2. Decreases physical performance
Burnout caused by overtraining will include a decline in your performance during workouts. What’s worse, the effects of overtraining can spill over into your daily life and include mood swings, insomnia and loss of appetite.
3. It negatively affects muscle growth
Building muscle mass is a process of creating micro-damage in your muscles, which triggers repair and adaptation processes that make you stronger and fitter than before. But overtraining hinders muscle repair, recovery and growth. If you’re not building muscle effectively, you’ll have a more challenging time reaching your goals.
Should beginners train twice a day?
In general, it is not advisable for beginners to train twice a day. “There’s almost no reason to do two days,” says Thieme. “Besides, most people have a hard time finding time to do one workout a day, let alone two.”

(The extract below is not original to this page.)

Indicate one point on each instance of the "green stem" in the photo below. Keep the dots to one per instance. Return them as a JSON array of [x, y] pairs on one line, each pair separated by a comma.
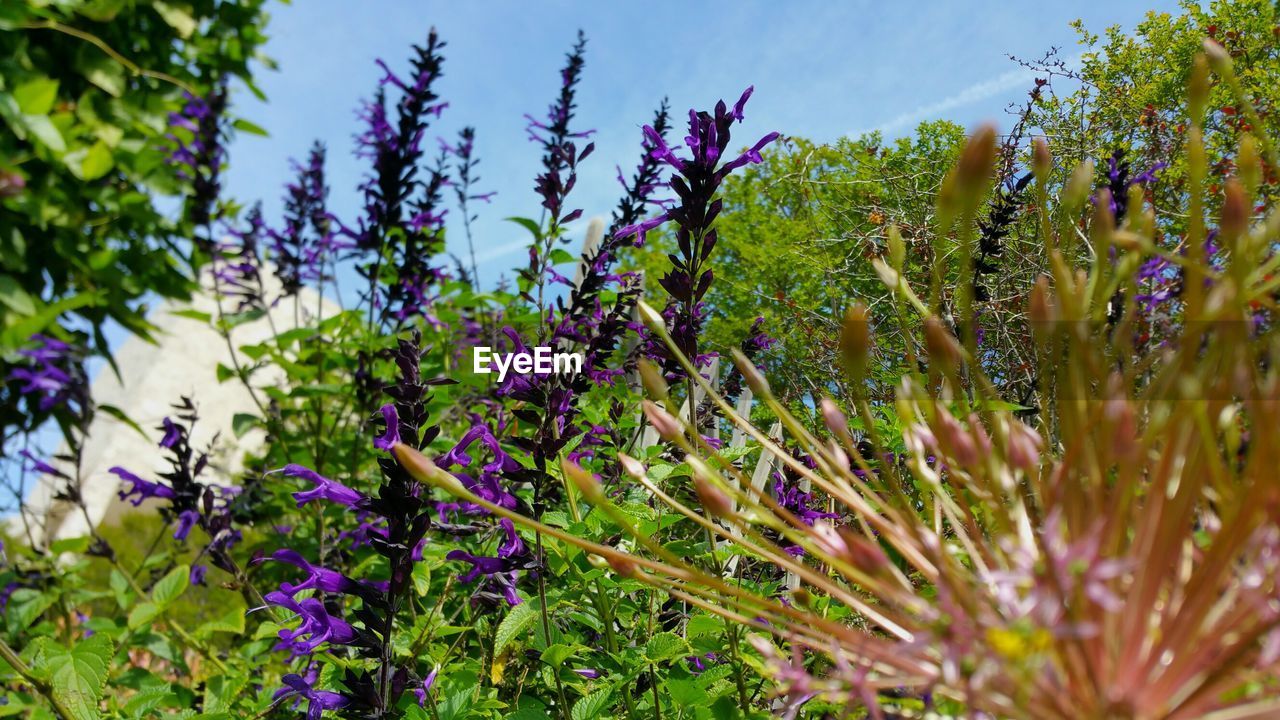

When you’re just starting out, focus on being consistent, not overzealous. Adding a second workout to your day can actually hinder your goals.
Thieme explains that beginners are at the same risk to train as everyone else. That’s because overtraining “occurs when you push yourself too hard, too often for your fitness level, whatever that fitness level is. No matter what your fitness level, overtraining will stunt your gains and increase your risk of injury.”
3 ways to achieve your goals faster
“When it comes to fitness, more is not necessarily better,” says Thieme. Instead of training twice a day, consider the following training ideas so you can train smarter, not harder, to reach your goals faster.
1. Focus on the quality of the workout, not the duration
like long you train is much less important than HOW you train. “As long as your workouts are in line with your fitness goals and you challenge yourself several times a week, you’ll reach your goals,” he says.
2. Prioritize rest
Rest days are just as important as your workouts, and you should prioritize them. Even if you’re already taking a break from the gym, you should watch out for signs of overtraining such as increased fatigue, insomnia, reduced athletic performance, mood swings and a drop in motivation.
If you notice any of these symptoms, it’s time to dial back your training volume and intensity and activate your post-workout recovery until your performance is back on track.
3. Increase your daily activity level
A daily workout does not counterbalance an otherwise sedentary lifestyle. This is why it is essential to become more active in general.
“Focus on increasing your non-exercise activity thermogenesis (NEAT), which is all the calories you burn during the day outside of exercise,” says Thieme. “If your goal is to lose weight, or even if it’s just to be healthier in general, you should give NEAT as much attention as exercise.”